Reusability. marimo notebooks can be executed as Python scripts from the command-line (since they’re stored as .py files). In contrast, this requires extra steps to do for Jupyter, such as copying and pasting the code out or using external frameworks. In the future, we’ll also let you import symbols (functions, classes) defined in a marimo notebook into other Python programs/notebooks, something you can’t easily do with Jupyter.

Shareability. Every marimo notebook can double as an interactive web app, complete with UI elements, which you can serve using the marimo run command. This isn’t possible in Jupyter without substantial extra effort.

2.2 codebraid

codebraid, a “live code”-style reworking of the jupyter notebook concept.

3 Python-specific

Jupyter supports multiple languages, but is itself built in python (and javascript) and there are some python-specific bits. See IPython.

4 Engineering pain points

Figure 2: Jupyter notebook in action

What technical difficulties can we expect when using jupyter?

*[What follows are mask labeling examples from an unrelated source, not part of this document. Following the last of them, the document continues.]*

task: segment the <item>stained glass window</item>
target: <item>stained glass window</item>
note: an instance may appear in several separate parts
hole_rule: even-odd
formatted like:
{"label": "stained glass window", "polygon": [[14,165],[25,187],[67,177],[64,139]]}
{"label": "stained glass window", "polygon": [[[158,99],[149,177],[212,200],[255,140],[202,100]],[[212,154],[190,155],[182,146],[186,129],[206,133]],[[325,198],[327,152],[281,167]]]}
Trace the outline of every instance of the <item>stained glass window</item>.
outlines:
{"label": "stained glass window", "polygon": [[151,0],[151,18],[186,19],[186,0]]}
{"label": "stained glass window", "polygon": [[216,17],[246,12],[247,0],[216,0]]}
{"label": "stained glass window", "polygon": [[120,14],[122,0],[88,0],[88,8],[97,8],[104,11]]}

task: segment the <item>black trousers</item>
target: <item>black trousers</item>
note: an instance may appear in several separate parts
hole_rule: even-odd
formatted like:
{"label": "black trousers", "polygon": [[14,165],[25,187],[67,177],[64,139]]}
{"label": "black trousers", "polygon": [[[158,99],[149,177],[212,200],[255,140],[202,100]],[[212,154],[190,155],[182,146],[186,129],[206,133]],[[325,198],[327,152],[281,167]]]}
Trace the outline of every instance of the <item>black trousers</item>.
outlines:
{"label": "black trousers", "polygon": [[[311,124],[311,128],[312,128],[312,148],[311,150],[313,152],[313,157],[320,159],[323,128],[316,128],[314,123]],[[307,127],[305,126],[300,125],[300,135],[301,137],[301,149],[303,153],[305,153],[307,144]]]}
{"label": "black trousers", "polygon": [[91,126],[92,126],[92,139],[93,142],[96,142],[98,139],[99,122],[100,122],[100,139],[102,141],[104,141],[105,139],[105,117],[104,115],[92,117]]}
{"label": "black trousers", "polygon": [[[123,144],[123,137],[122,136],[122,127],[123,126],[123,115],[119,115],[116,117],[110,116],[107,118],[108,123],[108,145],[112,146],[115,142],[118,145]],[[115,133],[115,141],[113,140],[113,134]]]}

tl;dr Not to besmirch the efforts of the jupyter developers who are doing a difficult thing, in many cases for free, but I will complain about jupyter notebook with the justification that it is best to go into these things with your eyes open. Jupyter is often touted as a wonderful solution for data science which makes stuff generally easier, but seems to me to merely offer a different selection of pain points to traditional methods, where the pain points are often surprising and novel, which does not make them better.

I’m an equivocal advocate of the jupyter notebook interface, which some days seems to counteract every plus with a minus, but at least is a pretty easy starting point. This is partly due to the particulars of jupyter’s design decisions, and partly because of the problems of notebook interfaces generally (Chattopadhyay et al. 2020). As with so many computer interfaces, my lukewarm endorsement is, in relative terms, fannish enthusiasm because often, as presaged, the alternatives are abysmal.

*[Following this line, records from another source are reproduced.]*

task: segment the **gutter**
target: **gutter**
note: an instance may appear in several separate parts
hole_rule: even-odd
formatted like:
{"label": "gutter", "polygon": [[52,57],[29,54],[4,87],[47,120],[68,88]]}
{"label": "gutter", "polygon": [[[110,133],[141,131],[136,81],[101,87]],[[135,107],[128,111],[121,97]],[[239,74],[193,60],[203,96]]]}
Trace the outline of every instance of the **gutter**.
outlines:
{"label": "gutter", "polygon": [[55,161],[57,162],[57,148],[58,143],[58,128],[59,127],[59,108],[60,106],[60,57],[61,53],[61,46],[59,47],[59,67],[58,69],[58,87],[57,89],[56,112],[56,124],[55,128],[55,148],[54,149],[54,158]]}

Jupyter: It’s friendly to use, but hard to install. It’s easy to graphically explore your data, but hard to keep that exploration in version control. It makes it easy to explore my code’s graphical output, but clashes with the fancy debugger that would make it easy to explore my code bugs. It is open source, and written in an easy scripting language, python, so it seems it should be easy to tweak to taste. In practice it’s an ill-explained spaghetti of python, javascript, compiled libraries and browsers that relate to one another in obscure ways that few people with a day job have time to understand or contribute to. There have been so many reboots, rewrites, re-architectures, and reorganisations that it’s hard to know what is going on. Each line of development takes place in a separate timeline in an extended cinematic multiverse, wherein the writer’s rooms are occasionally merged, but the timelines are never reconciled. Things regularly break either at the server or client side and I might need to upgrade either or both to fix it. I might have many different installs of each and need to upgrade a half-dozen different installs to keep them all working, because jupyter is deeply intertwined with the paint points python packaging hell and in many ways makes them worse by multiplying the number of python environments I need to manage. It claims to be extensible but if I use any extensions, it is a constant struggle to keep jupyter finding the many intricate dependencies that are needed to keep the entire contraption running. The sum total is IMO no more easy to run than most of the other UI development messes that we tolerate in academic software. Case study: look a dependency of a dependency of the autocomplete function broke something and thus spawned a multi-month confusion of cascading problems and cost me several hours to fix across the few dozen different python environments I manage across several computers. This kind of tedious intermittent breakage is much the cost of doing business with jupyter, and has been so for as long as I have been using the project, which is as long as it has existed.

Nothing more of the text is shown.